Carl then asked the patient to form a mental picture of the last and most important step—his body’s white blood cells coming in, swarming over the cancer cells, picking up and carrying off the dead and dying ones, flushing them out of his body through his liver and kidneys. In his mind’s eye he was to visualize his cancer decreasing in size and his health returning to normal. After he completed each such exercise, he was to go about whatever he had to do the rest of the day.
What happened was beyond any of Carl’s previous experience in treating cancer patients with purely physical intervention. The radiation therapy worked exceptionally well, and the man showed almost no negative reaction to the radiation on his skin or in the mucous membranes in his mouth and throat. Halfway through treatment he was able to eat again. He gained strength and weight. The cancer progressively disappeared.
During the course of treatment—both the radiation therapy and the mental imagery—the patient reported missing only one mental imagery session on a day when he went for a drive with a friend and was caught in a traffic jam. He was most upset, both with himself and with his friend, for in missing just that one session he felt his control over his condition was slipping away.

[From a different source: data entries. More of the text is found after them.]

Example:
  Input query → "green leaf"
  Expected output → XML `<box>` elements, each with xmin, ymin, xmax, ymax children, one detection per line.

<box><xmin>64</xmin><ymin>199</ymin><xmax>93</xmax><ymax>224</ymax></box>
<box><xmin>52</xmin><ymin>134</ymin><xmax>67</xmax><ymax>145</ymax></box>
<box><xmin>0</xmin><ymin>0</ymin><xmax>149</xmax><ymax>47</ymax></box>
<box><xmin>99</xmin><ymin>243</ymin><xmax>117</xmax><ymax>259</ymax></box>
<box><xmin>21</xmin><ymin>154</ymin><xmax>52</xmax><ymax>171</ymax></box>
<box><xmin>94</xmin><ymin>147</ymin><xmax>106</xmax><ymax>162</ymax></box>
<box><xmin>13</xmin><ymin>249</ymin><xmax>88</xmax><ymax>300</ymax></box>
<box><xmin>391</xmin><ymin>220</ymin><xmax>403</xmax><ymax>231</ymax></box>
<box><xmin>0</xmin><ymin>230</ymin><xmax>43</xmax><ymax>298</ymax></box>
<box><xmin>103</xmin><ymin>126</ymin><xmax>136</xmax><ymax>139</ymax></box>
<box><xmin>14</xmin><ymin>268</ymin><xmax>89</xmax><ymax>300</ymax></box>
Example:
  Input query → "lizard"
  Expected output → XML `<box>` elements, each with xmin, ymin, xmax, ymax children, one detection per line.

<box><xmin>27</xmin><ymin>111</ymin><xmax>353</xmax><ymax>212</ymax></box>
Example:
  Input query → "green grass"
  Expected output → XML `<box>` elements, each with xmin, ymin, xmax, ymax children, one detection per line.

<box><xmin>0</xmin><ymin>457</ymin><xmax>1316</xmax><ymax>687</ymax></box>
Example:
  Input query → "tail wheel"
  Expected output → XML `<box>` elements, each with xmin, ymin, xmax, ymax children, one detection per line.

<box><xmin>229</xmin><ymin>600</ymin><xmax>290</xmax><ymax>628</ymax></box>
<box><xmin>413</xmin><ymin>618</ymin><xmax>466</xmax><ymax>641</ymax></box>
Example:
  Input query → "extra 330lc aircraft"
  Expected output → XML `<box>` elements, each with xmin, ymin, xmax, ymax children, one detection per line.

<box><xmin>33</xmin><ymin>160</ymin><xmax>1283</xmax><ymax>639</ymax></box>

Treating this patient in this way was very exciting, but it was also somewhat frightening. The possibilities for methods of healing that seemed to be opening up before us went beyond anything that Carl’s formal medical education had prepared him for.
The patient continued to progress until finally, two months later, he showed no signs of cancer. The strength of his conviction that he could influence the course of his own illness was evident when, close to the end of his treatment, he said to Car): “Doctor, in the beginning I needed you in order to get well. Now I think you could disappear and I could still make it on my own.”